Or, le territoire semble essentiel – consubstantiel à la vie - comme le langage – et Il est des poètes qui plus que d’autres lient leur pratique d’écriture à l’exploration de leur territoire – et qu’importe la dimension : les personnages de Becket eux-mêmes, dans les poubelles de Fin de Partie (1957) ou ensevelis dans un monticule de sable, comme Winnie (Oh, les beaux jours, 1962) se font un territoire – un espace chargé de sens et d’échanges.
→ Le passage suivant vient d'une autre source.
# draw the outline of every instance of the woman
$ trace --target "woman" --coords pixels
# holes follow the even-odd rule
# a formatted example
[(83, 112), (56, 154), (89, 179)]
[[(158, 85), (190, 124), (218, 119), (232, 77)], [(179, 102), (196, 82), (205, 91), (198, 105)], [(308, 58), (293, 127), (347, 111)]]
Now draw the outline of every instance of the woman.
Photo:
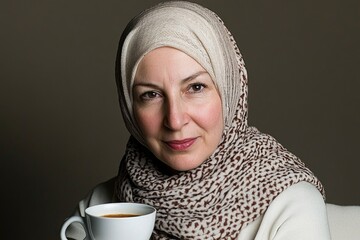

J’ai choisi de demander à trois poètes contemporains de nous expliciter le lien qu’ils ont avec le territoire que leur pratique nous fait découvrir : Christophe Sanchez, explorateur d’un territoire minuscule, tel Xavier de Maistre dans Voyage autour de ma chambre (1795), Marien Guillé, « poète de proximité » partageant « grolles aux pieds » sa poésie « de plein air », et Serge Prioul, dont l’écriture se nourrit du dépaysement procuré par  l’exterritorialité de ses séjours au Portugal.

Trois poètes, trois parcours, trois portraits/entretiens pour abolir les frontières.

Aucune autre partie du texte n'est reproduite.